I am trying to find whether the following is stable absolutely using the improved Euler and the Adams-Bashforth 2 scheme,
$u'=\begin{bmatrix} -20&0&0\\ 20&-1&0\\0&1&0\end{bmatrix}u=Au$, where the timestep is $\frac{1}{2}$.
From my notes we know that for $u'=\lambda u$ is absolutely stable iff $|1+h\lambda|<1$. But I am confused as to what the `$\lambda$' is. Is it simply the eigenvalue(s) of the problem, which then confuses me if we are using other methods, or is it just a scalar? If it is the eigenvalues, then how to do you derive the absolute stability for the system using the Adams-Bashforth 2 scheme?
So far I found, for Euler, that $\lambda=-20,-1,-0.1$ which is not stable for our timestep. However for deriving the stability for the Adams-Bashforth I got as far as,
$$u^{n+1}=u^nA(1-\frac{A}{2}+\frac{A^2}{4})$$
but struggle as to how to proceed. Any advice would be appreciated.
Best Answer
In the improved Euler method, your ODE gives the step \begin{align} k_1&=Au_n\\ k_2&=A(u_n+hk_1)=(A+hA^2)u_n\\ u_{n+1}&=u_n+\frac h2 (k_1+k_2)=(I+hA+\frac{h^2}2A^2)u_n \end{align} What you want for stability is that the matrix factor is contracting if all eigenvalues of $A$ have negative part. That means you need to find $h$ so that $|1+(1+hλ)^2|<2$ for all relevant eigenvalues.
In the most simple Adams-Bashford method $u_{n+1}=u_n+\frac h2(3Au_n-Au_{n-1})$ you actually need to solve the linear recursion problem.
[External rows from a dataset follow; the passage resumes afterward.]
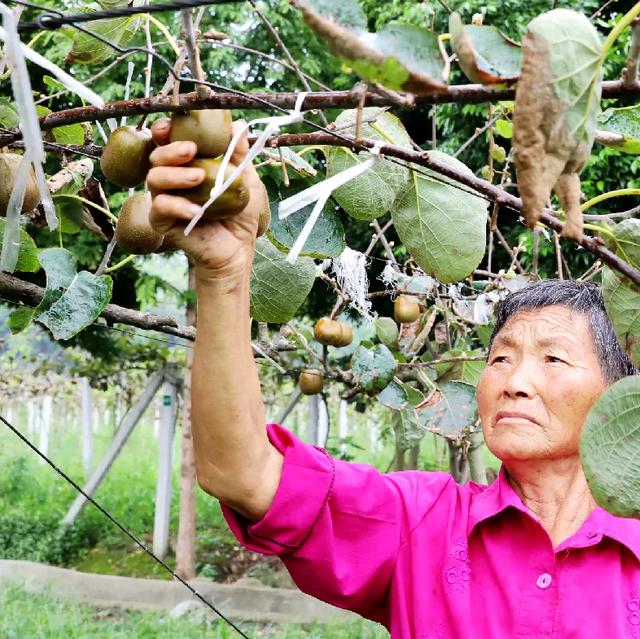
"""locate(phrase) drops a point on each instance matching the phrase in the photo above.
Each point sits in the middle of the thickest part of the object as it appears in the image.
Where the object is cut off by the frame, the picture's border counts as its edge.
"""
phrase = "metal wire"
(126, 531)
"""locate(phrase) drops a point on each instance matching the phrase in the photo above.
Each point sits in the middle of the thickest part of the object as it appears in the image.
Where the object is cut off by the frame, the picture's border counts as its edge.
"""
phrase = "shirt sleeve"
(338, 526)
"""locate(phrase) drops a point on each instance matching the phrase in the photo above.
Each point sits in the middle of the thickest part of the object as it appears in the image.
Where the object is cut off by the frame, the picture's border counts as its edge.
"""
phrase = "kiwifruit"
(210, 129)
(332, 332)
(311, 381)
(265, 215)
(125, 158)
(327, 331)
(346, 335)
(406, 309)
(231, 202)
(9, 163)
(134, 234)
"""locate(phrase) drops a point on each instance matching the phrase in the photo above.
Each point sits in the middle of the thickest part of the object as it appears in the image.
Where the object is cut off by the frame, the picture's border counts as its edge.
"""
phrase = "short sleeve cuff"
(304, 489)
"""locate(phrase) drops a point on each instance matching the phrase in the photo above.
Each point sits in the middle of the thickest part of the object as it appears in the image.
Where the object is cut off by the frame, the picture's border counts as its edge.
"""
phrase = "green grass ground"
(45, 617)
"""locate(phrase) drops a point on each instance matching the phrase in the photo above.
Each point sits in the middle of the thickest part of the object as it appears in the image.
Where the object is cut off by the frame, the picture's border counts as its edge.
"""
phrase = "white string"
(320, 194)
(274, 123)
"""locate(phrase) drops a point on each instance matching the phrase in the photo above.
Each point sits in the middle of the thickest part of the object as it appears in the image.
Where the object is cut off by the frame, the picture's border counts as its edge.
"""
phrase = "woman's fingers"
(173, 154)
(167, 210)
(161, 130)
(166, 178)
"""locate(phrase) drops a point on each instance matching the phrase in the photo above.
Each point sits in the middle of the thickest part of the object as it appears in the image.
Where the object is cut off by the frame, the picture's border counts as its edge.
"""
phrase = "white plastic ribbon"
(274, 123)
(320, 194)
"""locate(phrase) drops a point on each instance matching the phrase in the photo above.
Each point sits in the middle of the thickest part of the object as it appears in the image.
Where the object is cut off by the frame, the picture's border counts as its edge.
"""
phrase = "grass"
(44, 617)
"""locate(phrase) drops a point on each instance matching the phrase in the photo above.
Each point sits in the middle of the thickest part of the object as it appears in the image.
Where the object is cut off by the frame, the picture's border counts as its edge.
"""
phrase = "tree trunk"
(186, 545)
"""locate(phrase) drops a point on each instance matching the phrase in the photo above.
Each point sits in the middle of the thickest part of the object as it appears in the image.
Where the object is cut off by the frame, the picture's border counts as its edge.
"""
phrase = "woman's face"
(541, 379)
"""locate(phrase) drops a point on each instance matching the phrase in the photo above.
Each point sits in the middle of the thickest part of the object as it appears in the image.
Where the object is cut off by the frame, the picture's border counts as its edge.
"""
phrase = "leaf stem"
(606, 196)
(120, 264)
(108, 213)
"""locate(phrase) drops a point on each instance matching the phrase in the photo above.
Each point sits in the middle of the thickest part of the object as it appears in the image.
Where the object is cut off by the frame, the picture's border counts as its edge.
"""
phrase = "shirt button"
(544, 580)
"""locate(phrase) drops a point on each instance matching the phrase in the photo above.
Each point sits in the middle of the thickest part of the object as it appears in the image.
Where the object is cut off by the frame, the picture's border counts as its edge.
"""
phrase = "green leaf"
(610, 448)
(485, 54)
(626, 122)
(326, 239)
(504, 128)
(451, 412)
(347, 13)
(464, 371)
(405, 48)
(387, 332)
(9, 118)
(626, 241)
(79, 306)
(20, 319)
(374, 367)
(400, 56)
(69, 134)
(27, 253)
(622, 301)
(86, 49)
(278, 288)
(442, 226)
(371, 194)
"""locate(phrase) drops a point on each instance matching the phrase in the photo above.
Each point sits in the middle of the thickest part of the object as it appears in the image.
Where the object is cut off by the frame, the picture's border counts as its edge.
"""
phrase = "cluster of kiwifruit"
(125, 162)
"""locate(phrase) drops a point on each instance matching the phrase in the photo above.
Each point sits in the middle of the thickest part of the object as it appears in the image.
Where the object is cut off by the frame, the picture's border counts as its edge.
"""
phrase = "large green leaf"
(405, 47)
(610, 448)
(371, 194)
(86, 49)
(278, 288)
(464, 371)
(442, 226)
(625, 241)
(79, 306)
(451, 411)
(60, 268)
(27, 253)
(327, 237)
(373, 367)
(622, 301)
(484, 53)
(625, 122)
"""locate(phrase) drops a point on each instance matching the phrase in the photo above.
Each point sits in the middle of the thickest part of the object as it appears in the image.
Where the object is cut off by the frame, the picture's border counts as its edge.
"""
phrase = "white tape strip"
(274, 124)
(320, 193)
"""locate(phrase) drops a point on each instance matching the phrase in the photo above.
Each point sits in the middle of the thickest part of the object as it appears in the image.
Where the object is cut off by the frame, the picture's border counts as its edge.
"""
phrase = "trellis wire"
(116, 523)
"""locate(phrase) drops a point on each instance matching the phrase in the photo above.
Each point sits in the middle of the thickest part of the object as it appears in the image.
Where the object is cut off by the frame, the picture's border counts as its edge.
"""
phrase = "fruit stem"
(120, 264)
(108, 213)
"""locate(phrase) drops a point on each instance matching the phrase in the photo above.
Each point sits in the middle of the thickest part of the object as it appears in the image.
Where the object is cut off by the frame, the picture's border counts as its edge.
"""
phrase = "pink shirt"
(431, 559)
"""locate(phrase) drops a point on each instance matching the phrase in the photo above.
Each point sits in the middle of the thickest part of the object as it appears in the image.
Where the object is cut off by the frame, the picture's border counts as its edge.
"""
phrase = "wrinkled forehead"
(549, 324)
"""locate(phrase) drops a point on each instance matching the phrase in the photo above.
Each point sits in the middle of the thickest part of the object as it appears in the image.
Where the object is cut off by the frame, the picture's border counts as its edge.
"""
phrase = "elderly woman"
(532, 555)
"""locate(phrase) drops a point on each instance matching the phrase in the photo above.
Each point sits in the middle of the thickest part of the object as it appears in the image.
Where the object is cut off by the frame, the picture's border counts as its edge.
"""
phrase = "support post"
(128, 424)
(87, 426)
(165, 463)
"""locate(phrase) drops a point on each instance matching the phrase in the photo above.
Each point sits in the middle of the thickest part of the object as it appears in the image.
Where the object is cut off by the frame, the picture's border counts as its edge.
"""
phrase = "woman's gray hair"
(583, 297)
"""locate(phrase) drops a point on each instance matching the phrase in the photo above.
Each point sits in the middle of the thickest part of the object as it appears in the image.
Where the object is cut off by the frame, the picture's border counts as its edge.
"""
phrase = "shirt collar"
(500, 495)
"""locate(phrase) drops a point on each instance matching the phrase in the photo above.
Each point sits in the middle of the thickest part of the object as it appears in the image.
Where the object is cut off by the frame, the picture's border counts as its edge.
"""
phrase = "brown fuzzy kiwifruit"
(230, 203)
(210, 129)
(406, 309)
(125, 158)
(311, 381)
(134, 234)
(9, 163)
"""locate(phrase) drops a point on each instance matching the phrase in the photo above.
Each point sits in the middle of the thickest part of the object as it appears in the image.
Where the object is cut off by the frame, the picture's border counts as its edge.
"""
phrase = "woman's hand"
(218, 249)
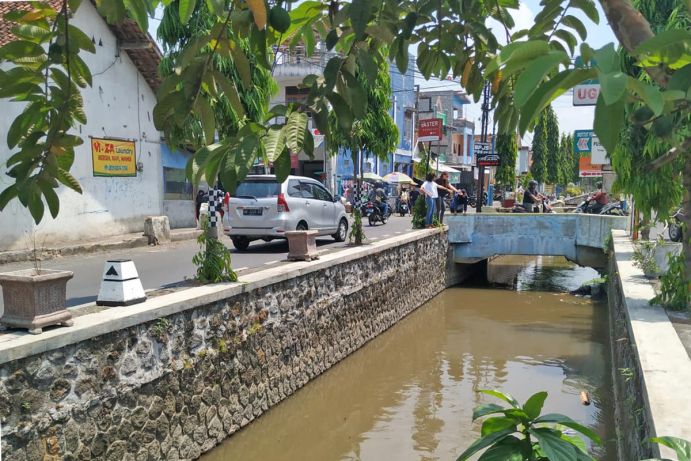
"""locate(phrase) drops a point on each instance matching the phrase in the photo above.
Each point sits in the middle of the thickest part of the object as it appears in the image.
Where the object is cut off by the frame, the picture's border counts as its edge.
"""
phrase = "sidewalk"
(113, 242)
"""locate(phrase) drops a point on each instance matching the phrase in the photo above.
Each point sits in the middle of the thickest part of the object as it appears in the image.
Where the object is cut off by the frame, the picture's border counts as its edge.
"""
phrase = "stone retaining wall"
(651, 367)
(176, 386)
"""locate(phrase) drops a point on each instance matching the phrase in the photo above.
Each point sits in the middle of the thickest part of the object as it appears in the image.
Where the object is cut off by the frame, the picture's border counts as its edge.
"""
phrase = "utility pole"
(483, 138)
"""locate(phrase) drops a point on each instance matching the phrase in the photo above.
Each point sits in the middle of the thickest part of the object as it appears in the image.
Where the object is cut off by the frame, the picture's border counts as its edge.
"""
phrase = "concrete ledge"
(663, 360)
(17, 345)
(121, 242)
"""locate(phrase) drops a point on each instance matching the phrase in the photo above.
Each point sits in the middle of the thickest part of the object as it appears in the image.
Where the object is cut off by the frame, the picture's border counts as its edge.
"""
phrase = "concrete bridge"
(578, 237)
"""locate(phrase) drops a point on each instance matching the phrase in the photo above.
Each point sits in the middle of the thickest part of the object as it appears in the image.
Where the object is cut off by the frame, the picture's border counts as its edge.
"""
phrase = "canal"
(409, 394)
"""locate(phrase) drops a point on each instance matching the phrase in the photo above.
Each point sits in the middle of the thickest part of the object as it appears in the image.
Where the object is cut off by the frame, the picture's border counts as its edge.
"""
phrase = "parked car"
(263, 208)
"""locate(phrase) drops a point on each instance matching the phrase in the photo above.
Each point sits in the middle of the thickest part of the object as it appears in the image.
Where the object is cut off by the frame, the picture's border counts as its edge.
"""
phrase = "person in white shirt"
(429, 188)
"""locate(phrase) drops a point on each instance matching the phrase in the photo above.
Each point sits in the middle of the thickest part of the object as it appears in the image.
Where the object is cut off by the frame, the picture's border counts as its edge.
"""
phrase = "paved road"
(169, 264)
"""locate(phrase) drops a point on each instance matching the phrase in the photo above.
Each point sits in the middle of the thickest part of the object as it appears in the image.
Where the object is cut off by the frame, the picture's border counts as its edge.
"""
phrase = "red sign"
(429, 129)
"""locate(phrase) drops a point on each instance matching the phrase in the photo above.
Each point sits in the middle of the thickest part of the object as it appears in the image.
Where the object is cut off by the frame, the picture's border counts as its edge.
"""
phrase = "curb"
(15, 256)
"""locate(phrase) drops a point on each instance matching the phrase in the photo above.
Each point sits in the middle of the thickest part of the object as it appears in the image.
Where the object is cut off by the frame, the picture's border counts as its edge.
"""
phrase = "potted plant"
(35, 298)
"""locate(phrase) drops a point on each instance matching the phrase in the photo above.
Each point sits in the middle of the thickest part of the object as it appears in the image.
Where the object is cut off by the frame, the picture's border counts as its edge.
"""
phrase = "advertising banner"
(113, 157)
(583, 141)
(429, 129)
(485, 157)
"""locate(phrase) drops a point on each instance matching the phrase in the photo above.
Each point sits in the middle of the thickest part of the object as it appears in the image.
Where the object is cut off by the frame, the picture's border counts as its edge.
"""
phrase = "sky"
(570, 117)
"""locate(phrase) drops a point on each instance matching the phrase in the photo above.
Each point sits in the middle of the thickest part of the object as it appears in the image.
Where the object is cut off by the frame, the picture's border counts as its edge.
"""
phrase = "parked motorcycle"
(675, 226)
(402, 208)
(374, 214)
(611, 209)
(543, 207)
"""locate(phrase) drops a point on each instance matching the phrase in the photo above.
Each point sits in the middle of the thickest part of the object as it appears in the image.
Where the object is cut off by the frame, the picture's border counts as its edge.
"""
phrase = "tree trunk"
(631, 29)
(686, 205)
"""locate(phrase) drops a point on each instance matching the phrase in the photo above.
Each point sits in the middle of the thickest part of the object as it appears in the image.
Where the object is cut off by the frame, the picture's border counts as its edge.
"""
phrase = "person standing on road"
(429, 188)
(414, 194)
(445, 188)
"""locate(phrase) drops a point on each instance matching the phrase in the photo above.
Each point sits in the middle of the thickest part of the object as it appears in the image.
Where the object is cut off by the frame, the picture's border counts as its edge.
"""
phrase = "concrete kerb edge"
(7, 257)
(118, 318)
(664, 362)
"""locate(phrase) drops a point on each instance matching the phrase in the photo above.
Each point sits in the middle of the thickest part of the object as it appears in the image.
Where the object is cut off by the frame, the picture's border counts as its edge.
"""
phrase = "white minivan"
(263, 208)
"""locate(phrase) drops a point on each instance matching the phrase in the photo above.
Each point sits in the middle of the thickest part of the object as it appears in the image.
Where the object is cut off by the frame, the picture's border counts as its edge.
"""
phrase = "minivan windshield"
(257, 189)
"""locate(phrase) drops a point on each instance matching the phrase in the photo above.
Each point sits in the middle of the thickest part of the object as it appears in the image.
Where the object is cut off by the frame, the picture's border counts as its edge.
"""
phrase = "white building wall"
(118, 105)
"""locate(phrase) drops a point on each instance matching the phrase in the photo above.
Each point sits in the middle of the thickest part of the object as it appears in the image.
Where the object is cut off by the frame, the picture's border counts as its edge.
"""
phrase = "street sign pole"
(483, 137)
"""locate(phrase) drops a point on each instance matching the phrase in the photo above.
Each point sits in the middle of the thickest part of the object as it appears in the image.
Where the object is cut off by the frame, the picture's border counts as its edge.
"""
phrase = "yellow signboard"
(113, 158)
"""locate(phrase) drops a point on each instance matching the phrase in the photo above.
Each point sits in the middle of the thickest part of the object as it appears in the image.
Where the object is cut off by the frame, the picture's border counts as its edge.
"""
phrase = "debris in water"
(585, 398)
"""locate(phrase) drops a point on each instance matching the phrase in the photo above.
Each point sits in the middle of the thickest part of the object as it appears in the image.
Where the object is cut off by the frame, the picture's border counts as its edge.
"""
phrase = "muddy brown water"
(409, 394)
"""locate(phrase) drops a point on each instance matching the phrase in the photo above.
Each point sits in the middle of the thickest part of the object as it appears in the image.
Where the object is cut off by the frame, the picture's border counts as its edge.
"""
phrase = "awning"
(442, 168)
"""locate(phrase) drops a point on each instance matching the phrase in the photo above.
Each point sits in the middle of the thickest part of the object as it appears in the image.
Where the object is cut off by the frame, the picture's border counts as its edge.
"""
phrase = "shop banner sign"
(583, 141)
(485, 156)
(113, 157)
(429, 129)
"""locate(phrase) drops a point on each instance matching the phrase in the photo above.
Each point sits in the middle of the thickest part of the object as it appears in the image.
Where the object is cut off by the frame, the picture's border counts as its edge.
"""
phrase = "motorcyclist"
(531, 197)
(597, 200)
(378, 197)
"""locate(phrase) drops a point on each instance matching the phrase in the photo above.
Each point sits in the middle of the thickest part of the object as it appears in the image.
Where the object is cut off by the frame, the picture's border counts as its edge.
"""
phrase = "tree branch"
(632, 29)
(670, 156)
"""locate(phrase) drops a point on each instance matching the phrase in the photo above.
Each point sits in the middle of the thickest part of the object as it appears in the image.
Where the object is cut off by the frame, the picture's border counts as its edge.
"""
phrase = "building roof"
(138, 44)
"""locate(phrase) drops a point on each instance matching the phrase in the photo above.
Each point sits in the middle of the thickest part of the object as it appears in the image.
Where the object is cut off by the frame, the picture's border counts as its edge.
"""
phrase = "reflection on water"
(409, 394)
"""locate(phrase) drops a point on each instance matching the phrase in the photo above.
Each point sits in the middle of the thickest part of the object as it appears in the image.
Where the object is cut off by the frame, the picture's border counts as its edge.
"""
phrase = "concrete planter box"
(508, 203)
(35, 301)
(302, 245)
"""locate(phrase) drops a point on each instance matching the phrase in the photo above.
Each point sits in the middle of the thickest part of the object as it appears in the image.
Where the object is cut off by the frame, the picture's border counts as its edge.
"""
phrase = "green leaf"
(274, 142)
(207, 118)
(681, 79)
(612, 86)
(556, 418)
(295, 131)
(486, 409)
(568, 38)
(67, 179)
(241, 63)
(509, 449)
(650, 94)
(8, 194)
(496, 424)
(588, 7)
(533, 406)
(230, 91)
(680, 446)
(217, 7)
(556, 448)
(609, 120)
(503, 396)
(484, 442)
(576, 24)
(607, 59)
(185, 10)
(666, 47)
(360, 14)
(534, 74)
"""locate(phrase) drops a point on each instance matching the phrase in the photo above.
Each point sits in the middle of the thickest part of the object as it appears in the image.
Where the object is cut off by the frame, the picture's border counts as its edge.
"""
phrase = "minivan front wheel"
(241, 243)
(342, 231)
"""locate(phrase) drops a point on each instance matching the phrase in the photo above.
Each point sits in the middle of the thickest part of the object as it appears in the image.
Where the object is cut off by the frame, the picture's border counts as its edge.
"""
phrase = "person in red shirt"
(597, 200)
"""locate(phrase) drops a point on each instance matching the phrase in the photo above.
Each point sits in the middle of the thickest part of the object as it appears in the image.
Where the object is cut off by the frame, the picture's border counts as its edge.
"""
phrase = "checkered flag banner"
(215, 200)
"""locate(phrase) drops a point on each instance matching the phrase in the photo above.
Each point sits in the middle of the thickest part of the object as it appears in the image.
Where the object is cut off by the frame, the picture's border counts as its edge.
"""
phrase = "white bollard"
(121, 285)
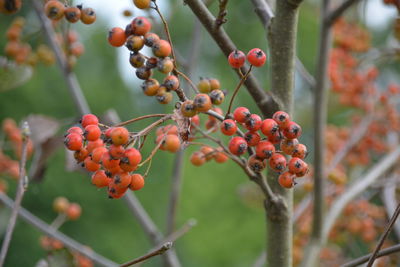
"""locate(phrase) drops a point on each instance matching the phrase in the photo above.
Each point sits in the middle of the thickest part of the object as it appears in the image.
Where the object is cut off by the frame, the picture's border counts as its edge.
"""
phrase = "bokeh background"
(230, 226)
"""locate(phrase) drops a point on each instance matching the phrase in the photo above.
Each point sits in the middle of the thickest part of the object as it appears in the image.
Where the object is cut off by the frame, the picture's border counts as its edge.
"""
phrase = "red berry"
(277, 162)
(236, 59)
(256, 57)
(265, 149)
(286, 180)
(89, 119)
(241, 114)
(237, 145)
(253, 123)
(228, 127)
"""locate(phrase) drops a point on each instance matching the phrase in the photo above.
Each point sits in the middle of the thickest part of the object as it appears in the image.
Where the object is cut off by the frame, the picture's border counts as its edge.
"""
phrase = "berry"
(88, 16)
(92, 132)
(142, 4)
(277, 162)
(72, 14)
(116, 37)
(256, 57)
(236, 59)
(253, 122)
(252, 138)
(119, 136)
(228, 127)
(237, 145)
(89, 119)
(100, 179)
(73, 141)
(162, 48)
(292, 130)
(281, 117)
(137, 182)
(241, 114)
(54, 9)
(265, 149)
(197, 158)
(286, 180)
(202, 102)
(141, 26)
(269, 127)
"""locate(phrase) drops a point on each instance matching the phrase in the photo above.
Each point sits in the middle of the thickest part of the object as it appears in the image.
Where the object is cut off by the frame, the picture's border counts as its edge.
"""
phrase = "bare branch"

Considering the eigenspaces this again reduces to an equation for the eigenvalues, the characteristic equation of the recursion for an eigenvalue $λ$ is $$ q^2=q+\frac h2(3λq-λ) $$ which has roots around $q=1+hλ$ and $q=\dfrac{hλ}{2+3hλ}$, compute the exact values with the solution formula, which both need to have absolute value smaller $1$.